Two days to figure out who I am when I’m not the woman who came here to kill him.
I meet his eyes.
And have no idea what comes next.
Chapter 11
Jericho
The way she looks at me after that phone call tells me something has changed, though I don’t know what. Not fear. Not hatred. Not even the exhaustion pulling at her like gravity. Something else entirely—like a person standing at the edge of a cliff trying to decide whether to jump.
She hangs up the phone. Turns. Meets my eyes.
“We should move,” she says, voice flat and professional.
I nod.
She leads the way down the main street, and I follow at a careful distance, watching her more than our surroundings. The stiffness in her shoulders. The way she favors her left side. Blood runs down her fingertips.
She’s hurt worse than she’s admitting.
The motel is small, single-story, with peeling paint and a neon vacancy sign that flickers erratically. She stops at the office door and hesitates.
“I’ll wait here,” I say.
She glances back, nods once, and disappears inside.
Through the window, I watch her talk to the owner, who must be accustomed to bedraggled guests coming in covered in blood. Lucky us. She gestures, explaining something. Lost in the storm, probably. Need a room. Funds coming. The owner doesn’t look convinced but eventually hands over a key.
She emerges. “Room seven.”
We walk past four other doors before reaching ours. She unlocks it and steps inside. I follow.

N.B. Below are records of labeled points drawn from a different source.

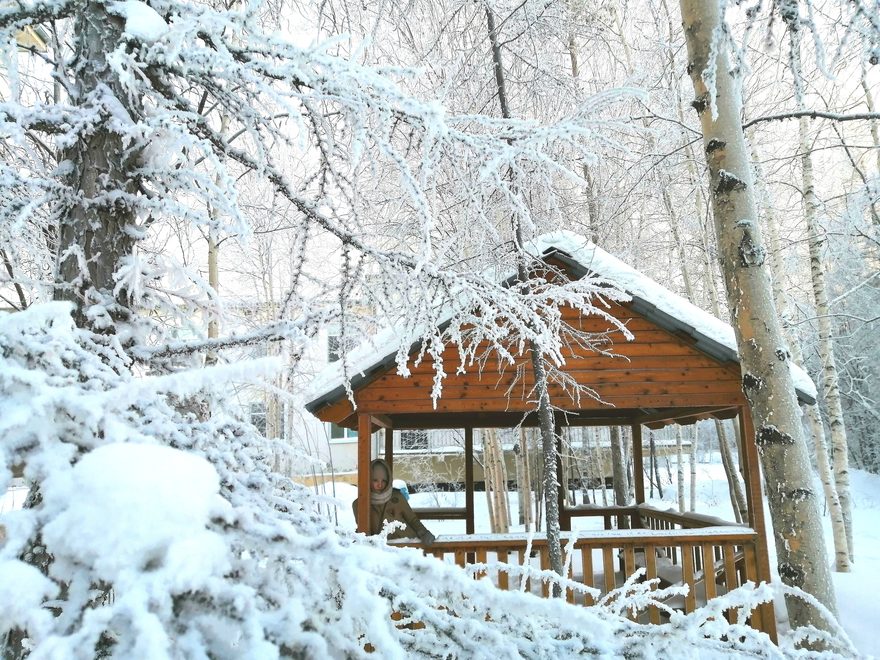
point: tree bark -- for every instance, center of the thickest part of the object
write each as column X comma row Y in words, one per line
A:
column 97, row 228
column 679, row 467
column 767, row 380
column 812, row 413
column 618, row 468
column 539, row 369
column 830, row 387
column 693, row 462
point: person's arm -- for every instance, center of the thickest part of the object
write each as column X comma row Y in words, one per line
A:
column 411, row 519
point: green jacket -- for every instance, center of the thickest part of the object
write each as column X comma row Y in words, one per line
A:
column 396, row 508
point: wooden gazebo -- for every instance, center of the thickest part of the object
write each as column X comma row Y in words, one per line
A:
column 681, row 367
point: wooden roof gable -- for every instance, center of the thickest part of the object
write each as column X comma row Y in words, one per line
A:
column 680, row 357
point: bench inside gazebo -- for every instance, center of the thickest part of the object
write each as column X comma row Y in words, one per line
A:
column 681, row 367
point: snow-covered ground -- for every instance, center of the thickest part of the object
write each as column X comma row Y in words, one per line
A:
column 855, row 591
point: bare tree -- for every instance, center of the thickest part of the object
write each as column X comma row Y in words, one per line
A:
column 767, row 380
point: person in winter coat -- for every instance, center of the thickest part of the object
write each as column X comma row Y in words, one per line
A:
column 388, row 504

The room is small but clean, aggressively normal with its beige walls and worn carpet. A single queen bed dominates the space, covered in a floral comforter that’s seen better years. Tiny bathroom visible through an open door. Window facing the parking lot.
One bed.
She notices. I notice her noticing. Neither of us addresses it.

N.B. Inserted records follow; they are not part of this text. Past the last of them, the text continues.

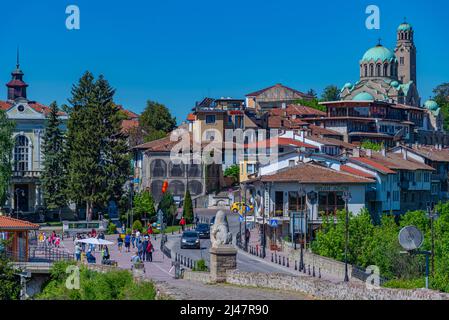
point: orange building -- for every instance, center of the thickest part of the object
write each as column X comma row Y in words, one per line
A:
column 16, row 231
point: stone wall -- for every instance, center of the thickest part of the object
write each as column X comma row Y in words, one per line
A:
column 327, row 290
column 203, row 277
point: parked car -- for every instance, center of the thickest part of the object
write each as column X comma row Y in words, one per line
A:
column 203, row 231
column 237, row 207
column 190, row 239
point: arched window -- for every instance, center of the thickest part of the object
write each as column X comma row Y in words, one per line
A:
column 158, row 168
column 22, row 154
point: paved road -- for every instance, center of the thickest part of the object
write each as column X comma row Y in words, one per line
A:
column 245, row 262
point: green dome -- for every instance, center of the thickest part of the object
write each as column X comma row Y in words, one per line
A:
column 404, row 27
column 363, row 96
column 431, row 105
column 394, row 84
column 377, row 53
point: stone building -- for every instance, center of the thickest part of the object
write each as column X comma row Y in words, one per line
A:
column 25, row 193
column 388, row 75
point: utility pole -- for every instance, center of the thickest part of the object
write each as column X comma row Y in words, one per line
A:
column 346, row 198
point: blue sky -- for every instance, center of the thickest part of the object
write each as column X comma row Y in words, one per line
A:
column 178, row 51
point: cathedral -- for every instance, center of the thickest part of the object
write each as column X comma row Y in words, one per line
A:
column 388, row 75
column 25, row 191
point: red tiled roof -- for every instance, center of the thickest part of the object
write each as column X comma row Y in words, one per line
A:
column 316, row 130
column 314, row 174
column 280, row 142
column 7, row 223
column 374, row 164
column 356, row 172
column 191, row 117
column 131, row 115
column 129, row 124
column 259, row 92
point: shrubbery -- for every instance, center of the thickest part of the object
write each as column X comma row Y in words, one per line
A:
column 113, row 285
column 371, row 244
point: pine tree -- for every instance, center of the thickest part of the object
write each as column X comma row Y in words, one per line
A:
column 98, row 156
column 188, row 207
column 54, row 175
column 6, row 147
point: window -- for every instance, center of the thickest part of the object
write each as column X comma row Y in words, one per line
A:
column 279, row 203
column 296, row 203
column 330, row 202
column 22, row 154
column 210, row 119
column 395, row 196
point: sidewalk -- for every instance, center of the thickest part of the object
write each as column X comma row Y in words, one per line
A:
column 282, row 259
column 158, row 270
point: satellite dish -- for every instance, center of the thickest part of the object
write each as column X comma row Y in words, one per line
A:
column 411, row 238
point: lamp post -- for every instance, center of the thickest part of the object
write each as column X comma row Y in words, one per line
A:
column 432, row 214
column 346, row 199
column 22, row 193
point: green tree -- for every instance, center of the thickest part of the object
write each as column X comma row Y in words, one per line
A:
column 144, row 205
column 98, row 158
column 233, row 172
column 187, row 210
column 157, row 121
column 54, row 175
column 168, row 207
column 441, row 96
column 6, row 147
column 331, row 93
column 9, row 281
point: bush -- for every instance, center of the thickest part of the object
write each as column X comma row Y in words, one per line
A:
column 137, row 225
column 112, row 228
column 200, row 266
column 112, row 285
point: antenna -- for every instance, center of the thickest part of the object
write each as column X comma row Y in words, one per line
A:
column 411, row 238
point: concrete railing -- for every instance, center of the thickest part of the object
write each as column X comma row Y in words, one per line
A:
column 327, row 290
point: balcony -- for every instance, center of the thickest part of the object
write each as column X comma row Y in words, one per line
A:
column 404, row 184
column 26, row 174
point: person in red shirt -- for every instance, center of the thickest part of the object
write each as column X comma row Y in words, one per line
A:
column 182, row 223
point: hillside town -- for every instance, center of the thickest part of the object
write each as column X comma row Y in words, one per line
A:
column 287, row 170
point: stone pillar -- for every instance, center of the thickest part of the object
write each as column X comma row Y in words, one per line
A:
column 222, row 259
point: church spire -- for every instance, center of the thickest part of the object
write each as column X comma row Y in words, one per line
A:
column 17, row 87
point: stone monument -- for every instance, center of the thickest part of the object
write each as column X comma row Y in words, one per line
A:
column 223, row 255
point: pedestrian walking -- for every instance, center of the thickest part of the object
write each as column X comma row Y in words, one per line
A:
column 128, row 243
column 182, row 223
column 120, row 242
column 149, row 250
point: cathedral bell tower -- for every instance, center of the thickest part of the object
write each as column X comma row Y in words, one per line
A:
column 17, row 87
column 406, row 54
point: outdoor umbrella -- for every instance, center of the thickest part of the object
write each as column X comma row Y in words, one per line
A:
column 95, row 241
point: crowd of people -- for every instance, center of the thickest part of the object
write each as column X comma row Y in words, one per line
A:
column 52, row 240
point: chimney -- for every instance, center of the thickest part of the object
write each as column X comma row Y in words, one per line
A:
column 369, row 153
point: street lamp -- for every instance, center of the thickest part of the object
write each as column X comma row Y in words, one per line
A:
column 22, row 193
column 346, row 198
column 432, row 214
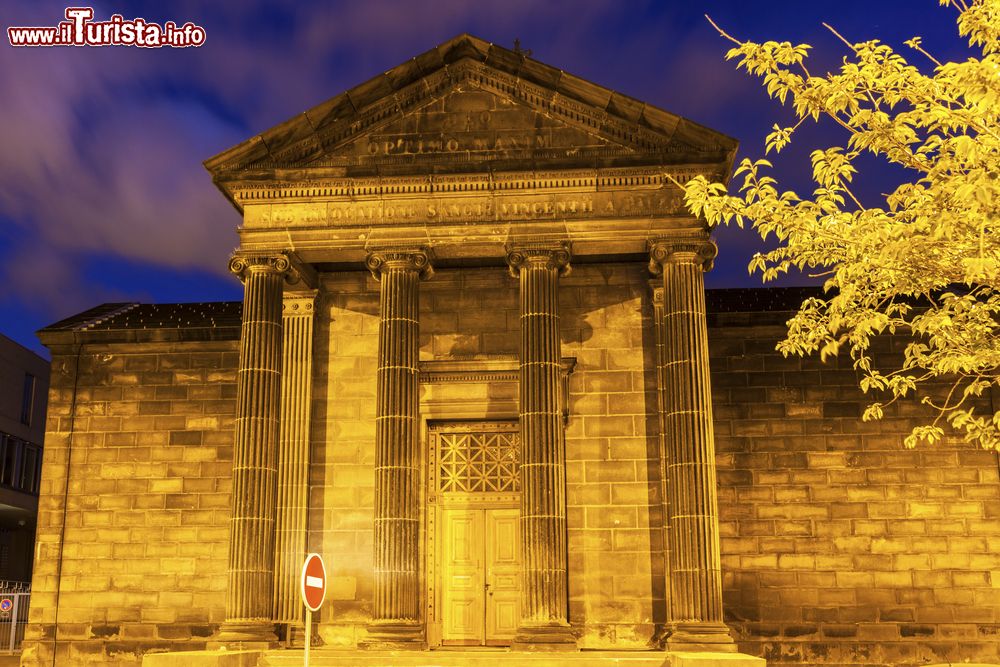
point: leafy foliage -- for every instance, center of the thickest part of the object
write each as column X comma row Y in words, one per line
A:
column 925, row 264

She drops her pack on the floor and shrugs out of the rifle strap. The movement makes her wince, sharp and involuntary.
“You need to deal with that,” I say.
“I’m fine.”
“You’re losing blood.”
She looks down at the fabric soaked dark across her shoulder, more blood than before. “It’s not that bad.”
“Let me see it.”
“No. I’m a wolf. It’ll heal.”
I wait, counting to five in my head.
Goddamn stubborn woman.
“You can’t reach it properly. The wound is on your shoulder blade. You’ll need help.”